8. Eiseres heeft zich vervolgens op het standpunt gesteld dat de duurzaamheidssubsidies (MIA en EIA) op de werkelijke stichtingskosten in mindering moeten worden gebracht. Eiseres heeft hiervoor verwezen naar een arrest van de Hoge Raad van 23 november 2007 (ECLI:NL:HR:2007:BA2720). Verweerder heeft ter zitting gerefereerd aan het oordeel van de rechtbank.
De rechtbank volgt eiseres niet in dit standpunt. Nog daargelaten dat de door eiseres genoemde subsidies op het [naam] Hotel in [woonplaats] betrekking hebben, blijkt uit het door eiseres genoemde arrest niet dat duurzaamheidssubsidies (MIA en EIA) in mindering dienen te worden gebracht op de investeringskosten. Integendeel, uit het arrest volgt zelfs dat met de invloed van fiscale faciliteiten op de waarde van de zaak geen rekening wordt gehouden.
9. Ter nadere zitting heeft eiseres zich op het standpunt gesteld dat onder andere de
koelmotoren, de warmtekrachtkoppelinginstallatie en de buffetten onder de
werktuigenvrijstelling vallen en deze onderdelen bij de waardering van het object buiten
beschouwing moeten blijven. Nu eiseres dit standpunt niet met concrete gegevens heeft
onderbouwd en verweerder hierop niet heeft kunnen reageren, wordt dit standpunt als te laat
ingebracht beschouwd en zal dit wegens strijd met de goede procesorde buiten de beoordeling
worden gelaten.
10. Tussen partijen bestaat geen verschil van mening meer over de levensduur en de restwaarde voor de ruwbouw (45 jaar en 15%), de levensduur en de restwaarde voor de afbouw (10 jaar en 10%), de levensduur en de restwaarde voor de installaties (15 jaar en 10%).

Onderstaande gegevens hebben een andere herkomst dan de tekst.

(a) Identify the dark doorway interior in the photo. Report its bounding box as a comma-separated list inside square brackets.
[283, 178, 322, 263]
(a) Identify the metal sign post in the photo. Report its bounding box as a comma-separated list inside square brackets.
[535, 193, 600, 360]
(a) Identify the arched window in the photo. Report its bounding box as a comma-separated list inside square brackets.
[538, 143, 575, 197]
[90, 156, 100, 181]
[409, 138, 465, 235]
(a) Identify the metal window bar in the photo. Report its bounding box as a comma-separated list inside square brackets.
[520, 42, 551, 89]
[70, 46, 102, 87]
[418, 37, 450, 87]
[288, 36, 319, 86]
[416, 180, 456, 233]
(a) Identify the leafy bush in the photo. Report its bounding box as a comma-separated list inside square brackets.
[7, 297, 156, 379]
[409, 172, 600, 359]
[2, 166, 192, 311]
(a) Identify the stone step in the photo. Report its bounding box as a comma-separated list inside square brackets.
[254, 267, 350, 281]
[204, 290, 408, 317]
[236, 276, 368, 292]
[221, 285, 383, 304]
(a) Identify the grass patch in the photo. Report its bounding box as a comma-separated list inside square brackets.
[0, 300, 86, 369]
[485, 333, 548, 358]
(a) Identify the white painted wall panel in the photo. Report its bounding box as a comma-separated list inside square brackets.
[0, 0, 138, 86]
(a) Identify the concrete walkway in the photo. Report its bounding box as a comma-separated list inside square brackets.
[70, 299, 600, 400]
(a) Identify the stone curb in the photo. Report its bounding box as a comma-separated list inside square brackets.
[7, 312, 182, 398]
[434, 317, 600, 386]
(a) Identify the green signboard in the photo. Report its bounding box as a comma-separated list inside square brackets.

Over de uitsplitsing van de stichtingskosten over ruwbouw, afbouw en installaties zijn partijen het eens ( 50%-25%-25%). Als afschrijvingsperiode hanteren beide partijen drie jaar. De rechtbank volgt partijen hierin. Het vorenstaande leidt tot de volgende waarde-opbouw:
Onder deel |
BVO |
Prijs per m² |
Levens duur |
Rest waarde |
Technische veroudering |
Functionele veroudering |
GVW |
Grond |
15.200 |
2.555.835,- |
|||||
Verharding |
428.544,- |
||||||
Omheining |
7.644,- |
||||||
Ruwbouw |
15.765 |
692,- |
45 |
15% |
5,67% |
9,3% |
9.333.772,- |
Afbouw |
15.765 |
346,- |
10 |
10% |
27% |
9,4% |
3.607.623,- |
Installaties |
15.765 |
346,- |
15 |
10% |
18% |
9,4% |
4.052.398,- |
Totaal |
19.985.816,- |
11. Nu de waardeberekening leidt tot een bedrag van € 19.985.816,- is de rechtbank van oordeel dat de door verweerder bij uitspraak op bezwaar vastgestelde waarde niet te hoog is.
12. Het beroep is ongegrond. Voor een proceskostenvergoeding bestaat geen aanleiding.
Beslissing
De rechtbank verklaart het beroep ongegrond.
Deze uitspraak is gedaan door mr.drs. P.M.J.H. Muijlaert, voorzitter, en mr. N.M. Spelt en mr.drs. S. Lanshage, leden, in aanwezigheid van mr. M.H. Vonk-Menger, griffier.
De beslissing is in het openbaar uitgesproken op 13 februari 2015.